Although the symptoms of desert can vary…
Celiac disease is an intestinal absorption problem…
What Should Be Done After a Celiac…
The grain group covers approximately 70-80% of the daily energy intake in our country. Wheat, rye, oats, corn and barley are examples of foods in the grain group. Gluten is the name given to the main storage protein found in wheat. It provides the elastic structure in the bread dough and gives it a spongy structure. There are health problems that occur with gluten consumption. The most common of these problems is celiac disease. Gluten is strictly prohibited in the diet in diseases such as celiac, gluten ataxia, dermatitis herpetiformis, wheat allergy, gluten sensitivity. Gluten can be eliminated from the diet due to depression, migraine, autism and neurological disorders. In recent years, gluten-free diet has been applied in the treatment of many diseases such as schizophrenia and fibromyalgia. In addition, gluten-free diet is applied as a lifestyle change. As a result, gluten-free diet, which is applied both as a treatment and as a diet, is preferred by many people.
Although gluten-free diet may seem difficult at first, it becomes easier to adapt to the diet over time.

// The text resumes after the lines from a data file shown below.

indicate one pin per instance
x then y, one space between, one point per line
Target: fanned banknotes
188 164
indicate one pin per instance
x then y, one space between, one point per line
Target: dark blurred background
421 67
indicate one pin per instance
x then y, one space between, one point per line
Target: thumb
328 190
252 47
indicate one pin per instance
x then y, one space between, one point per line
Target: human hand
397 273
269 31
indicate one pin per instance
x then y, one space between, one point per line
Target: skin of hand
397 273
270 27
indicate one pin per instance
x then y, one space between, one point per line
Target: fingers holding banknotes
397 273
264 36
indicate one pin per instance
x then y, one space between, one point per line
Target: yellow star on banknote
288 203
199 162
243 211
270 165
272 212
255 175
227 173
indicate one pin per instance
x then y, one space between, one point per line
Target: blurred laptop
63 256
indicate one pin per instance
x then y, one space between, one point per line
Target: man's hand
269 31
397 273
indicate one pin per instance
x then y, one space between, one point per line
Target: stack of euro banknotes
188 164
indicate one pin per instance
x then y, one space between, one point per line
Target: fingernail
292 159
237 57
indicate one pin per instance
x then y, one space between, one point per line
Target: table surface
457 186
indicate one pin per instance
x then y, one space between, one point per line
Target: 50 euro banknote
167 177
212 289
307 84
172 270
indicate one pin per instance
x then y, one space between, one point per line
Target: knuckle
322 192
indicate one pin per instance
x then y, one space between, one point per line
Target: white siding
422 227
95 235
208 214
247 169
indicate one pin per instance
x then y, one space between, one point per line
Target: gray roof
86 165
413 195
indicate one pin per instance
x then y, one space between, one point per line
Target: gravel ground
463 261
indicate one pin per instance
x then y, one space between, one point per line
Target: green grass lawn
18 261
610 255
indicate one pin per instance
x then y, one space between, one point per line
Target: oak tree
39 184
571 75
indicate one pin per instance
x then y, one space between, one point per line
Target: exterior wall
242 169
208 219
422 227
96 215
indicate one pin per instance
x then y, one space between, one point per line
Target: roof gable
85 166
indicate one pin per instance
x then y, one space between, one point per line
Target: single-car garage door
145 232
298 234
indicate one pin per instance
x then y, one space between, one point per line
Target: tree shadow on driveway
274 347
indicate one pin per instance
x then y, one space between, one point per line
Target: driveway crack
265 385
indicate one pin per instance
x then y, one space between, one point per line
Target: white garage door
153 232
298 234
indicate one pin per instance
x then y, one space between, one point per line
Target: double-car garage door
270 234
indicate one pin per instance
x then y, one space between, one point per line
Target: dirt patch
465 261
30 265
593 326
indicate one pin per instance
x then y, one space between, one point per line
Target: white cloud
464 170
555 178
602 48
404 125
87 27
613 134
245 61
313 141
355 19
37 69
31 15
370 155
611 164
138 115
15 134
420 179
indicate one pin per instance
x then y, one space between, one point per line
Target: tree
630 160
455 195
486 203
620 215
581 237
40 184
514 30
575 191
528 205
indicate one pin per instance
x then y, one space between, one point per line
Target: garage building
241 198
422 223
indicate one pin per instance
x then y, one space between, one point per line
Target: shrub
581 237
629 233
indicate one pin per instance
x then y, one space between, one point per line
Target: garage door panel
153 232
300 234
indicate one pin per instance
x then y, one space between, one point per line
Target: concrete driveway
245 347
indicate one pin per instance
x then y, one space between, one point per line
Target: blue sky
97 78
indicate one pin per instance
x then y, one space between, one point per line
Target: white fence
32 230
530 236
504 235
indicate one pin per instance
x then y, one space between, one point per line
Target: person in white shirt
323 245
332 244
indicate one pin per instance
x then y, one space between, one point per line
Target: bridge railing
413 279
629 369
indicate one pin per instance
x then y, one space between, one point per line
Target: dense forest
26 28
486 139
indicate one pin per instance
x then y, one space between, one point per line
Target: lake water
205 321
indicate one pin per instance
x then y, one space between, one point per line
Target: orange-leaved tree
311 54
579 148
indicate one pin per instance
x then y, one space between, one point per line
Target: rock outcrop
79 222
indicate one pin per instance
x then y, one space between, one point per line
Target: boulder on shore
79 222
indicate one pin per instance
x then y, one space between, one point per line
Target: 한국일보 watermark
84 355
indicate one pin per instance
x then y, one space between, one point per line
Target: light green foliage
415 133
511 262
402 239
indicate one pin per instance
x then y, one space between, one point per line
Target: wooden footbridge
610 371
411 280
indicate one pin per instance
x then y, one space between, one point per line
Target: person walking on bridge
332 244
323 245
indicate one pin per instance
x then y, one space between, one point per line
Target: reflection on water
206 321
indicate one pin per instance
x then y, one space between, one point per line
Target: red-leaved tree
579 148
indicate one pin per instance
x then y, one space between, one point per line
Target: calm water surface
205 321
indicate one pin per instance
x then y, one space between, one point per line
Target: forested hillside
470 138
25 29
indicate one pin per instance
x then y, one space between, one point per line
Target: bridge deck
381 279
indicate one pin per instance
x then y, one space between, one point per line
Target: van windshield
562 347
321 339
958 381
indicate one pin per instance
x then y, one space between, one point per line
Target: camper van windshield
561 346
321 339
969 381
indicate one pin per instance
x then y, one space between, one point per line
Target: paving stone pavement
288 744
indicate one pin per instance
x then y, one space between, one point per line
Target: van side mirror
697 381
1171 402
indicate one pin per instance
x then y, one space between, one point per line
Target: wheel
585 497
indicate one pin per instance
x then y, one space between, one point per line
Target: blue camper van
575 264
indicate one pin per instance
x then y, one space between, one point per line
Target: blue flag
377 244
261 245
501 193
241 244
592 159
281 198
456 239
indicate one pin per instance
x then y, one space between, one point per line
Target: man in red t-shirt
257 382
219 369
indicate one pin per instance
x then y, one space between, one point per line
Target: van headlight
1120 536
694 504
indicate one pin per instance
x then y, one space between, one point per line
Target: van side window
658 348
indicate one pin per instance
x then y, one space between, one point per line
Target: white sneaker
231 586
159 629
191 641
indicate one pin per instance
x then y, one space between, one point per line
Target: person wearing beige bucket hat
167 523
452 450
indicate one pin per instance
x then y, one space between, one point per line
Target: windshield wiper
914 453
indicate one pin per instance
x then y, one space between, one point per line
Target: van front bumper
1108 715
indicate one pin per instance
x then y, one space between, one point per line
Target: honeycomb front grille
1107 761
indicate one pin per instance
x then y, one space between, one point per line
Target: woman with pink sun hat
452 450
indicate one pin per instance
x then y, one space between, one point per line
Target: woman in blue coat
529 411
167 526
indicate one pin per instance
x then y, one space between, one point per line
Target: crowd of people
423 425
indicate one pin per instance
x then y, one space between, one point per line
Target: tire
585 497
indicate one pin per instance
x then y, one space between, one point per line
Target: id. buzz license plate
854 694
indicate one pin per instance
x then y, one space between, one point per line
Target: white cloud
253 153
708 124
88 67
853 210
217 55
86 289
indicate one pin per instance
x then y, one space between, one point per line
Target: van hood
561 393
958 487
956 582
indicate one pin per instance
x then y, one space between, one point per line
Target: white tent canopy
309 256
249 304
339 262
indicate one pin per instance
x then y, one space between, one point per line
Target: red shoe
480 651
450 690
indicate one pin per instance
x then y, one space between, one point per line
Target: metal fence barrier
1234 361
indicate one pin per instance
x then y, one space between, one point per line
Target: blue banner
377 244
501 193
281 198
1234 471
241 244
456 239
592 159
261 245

The support of the person’s environment is also important during the gluten-free diet. The family needs to follow the rules of food preparation, and friends need to know about the gluten-free diet and its reasons. At this point, responsibility falls on the person who practices the gluten-free diet. For example, when you go to your friend, you can prepare and carry your own food and tell your friend about cross-contamination and the symptoms it may cause in you. In this way, consciousness can develop and the persistent environmental pressure on food can be reduced. Since the food intake will be greatly restricted while eating gluten-free, the nutrition program should be prepared in a way that is sufficient in terms of macro and micronutrients. Thanks to the products that have become widespread in our country in recent years, gluten-free nutrition becomes easier. Many products offer gluten-free alternatives. Diversity is the key to balance and nutrition must be varied. You should definitely create alternatives instead of products that you cannot consume. Otherwise, after a while, psychological problems may develop with the psychology of restraint. For example, if you like pizza, how about trying amaranth-based pizza?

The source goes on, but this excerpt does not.